Cinco años después, y ante otra situación distinta a la que se imponía en 2004 (donde el argumento principal fue que el Frente Amplio arriesgaba su victoria si se animaba a volver a poner en consideración de la Ley de Caducidad), el Congreso volvió a votar. Y esta vez la votación fue la contraria. La votación mandató entonces a los «representantes» de ese partido en el gobierno, a hacer todos los esfuerzos para anular la Ley de Caducidad, como antes les había impedido intentarlo. Lo que antes se había respetado (no usar las propias mayorías para derogar la ley), ahora también debía ser cumplido (erradicar la ley del ordenamiento jurídico nacional).
Luego de idas y venidas y distintos borradores y documentos, el Frente Amplio encontró su texto definitivo, y como era esperable, «mandató» a todos sus legisladores a votar por la ley. Es en ese contexto, y no en otro, en el que se disciplinaron los ¡cincuenta diputados! y votaron la ley. Algunos incluso argumentaron en contra, pero votaron. El mandato imperativo de ese soberano que es el partido para quien tiene un cargo de representación electo a través de el, es y debe ser necesariamente superior a cualquier voluntad particular. El representante en tanto tal, deja de ser una voluntad «particular»: es una voluntad pública, y por ende, colectiva.
Puestas así las cosas, es claro que para todos los partidos, pero especialmente para la izquierda, los individuos son «representantes» de un soberano, que es la ciudadanía que los elige. Pero la ciudadanía no elige personas, sino partidos. En el Uruguay, además, a una legislación que establece esto (porque votamos en listas cerradas y bloqueadas sin poder elegir personas), se le unen elementos de cultura política centrales. En una encuesta de opinión pública realizada en el año 2007, preguntados los uruguayos sobre qué los había motivado a votar, la inmensa mayoría dijeron que habían votado «por el partido» o «por el programa» (esta última opinión era mayoritaria entre los frentistas). Sólo uno de cada diez entrevistados dijo votar por «líderes» o «personas».

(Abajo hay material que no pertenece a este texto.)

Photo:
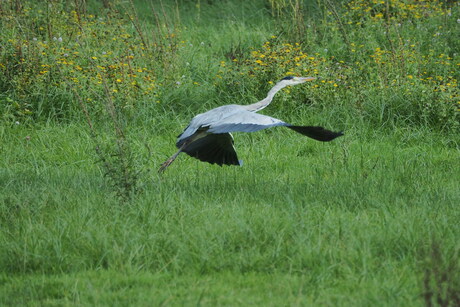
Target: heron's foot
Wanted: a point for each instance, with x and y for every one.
(165, 165)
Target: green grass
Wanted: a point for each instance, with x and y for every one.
(346, 223)
(368, 219)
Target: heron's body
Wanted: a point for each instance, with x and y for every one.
(208, 136)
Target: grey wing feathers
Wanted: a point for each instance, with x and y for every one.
(244, 121)
(214, 148)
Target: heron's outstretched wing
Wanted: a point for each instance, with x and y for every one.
(246, 121)
(214, 148)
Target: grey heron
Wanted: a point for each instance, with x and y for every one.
(208, 136)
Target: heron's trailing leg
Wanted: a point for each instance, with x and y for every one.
(171, 159)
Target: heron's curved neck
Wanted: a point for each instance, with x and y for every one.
(266, 101)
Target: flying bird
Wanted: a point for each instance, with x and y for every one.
(208, 136)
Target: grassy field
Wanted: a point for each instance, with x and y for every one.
(368, 219)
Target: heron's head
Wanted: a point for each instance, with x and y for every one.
(296, 80)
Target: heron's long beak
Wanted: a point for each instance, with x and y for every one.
(305, 79)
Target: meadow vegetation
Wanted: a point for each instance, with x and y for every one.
(93, 94)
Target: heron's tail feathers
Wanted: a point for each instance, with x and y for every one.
(316, 132)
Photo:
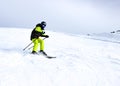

Así, una vez más, se evidencia que la ciudadanía uruguaya vota ideas o partidos. Eso quiere decir que nadie, ni siquiera el más encumbrado de los líderes (¡ni siquiera el monarca!) puede actuar por sí y ante sí, en la vida política. Todos se deben, primero, a su soberano más próximo (el partido), y luego y desde allí- representan al soberano general. Y esta es la «regla de oro» de la voluntad colectiva. Porque, quien no respeta la voluntad de su soberano «menor» (el partido, y sus mayorías expresadas una y otra vez en todas las instancias posibles), ¿cómo habría de presumirse que respeta cualquier otra voluntad colectiva, como la del soberano?
La libertad del representante termina donde comienza la voluntad colectiva de las mayorías que lo eligieron para estar allí. En las sociedades donde impera la democracia representativa con base en los partidos políticos, como la nuestra, la «autorización» es la del colectivo político al que pertenece.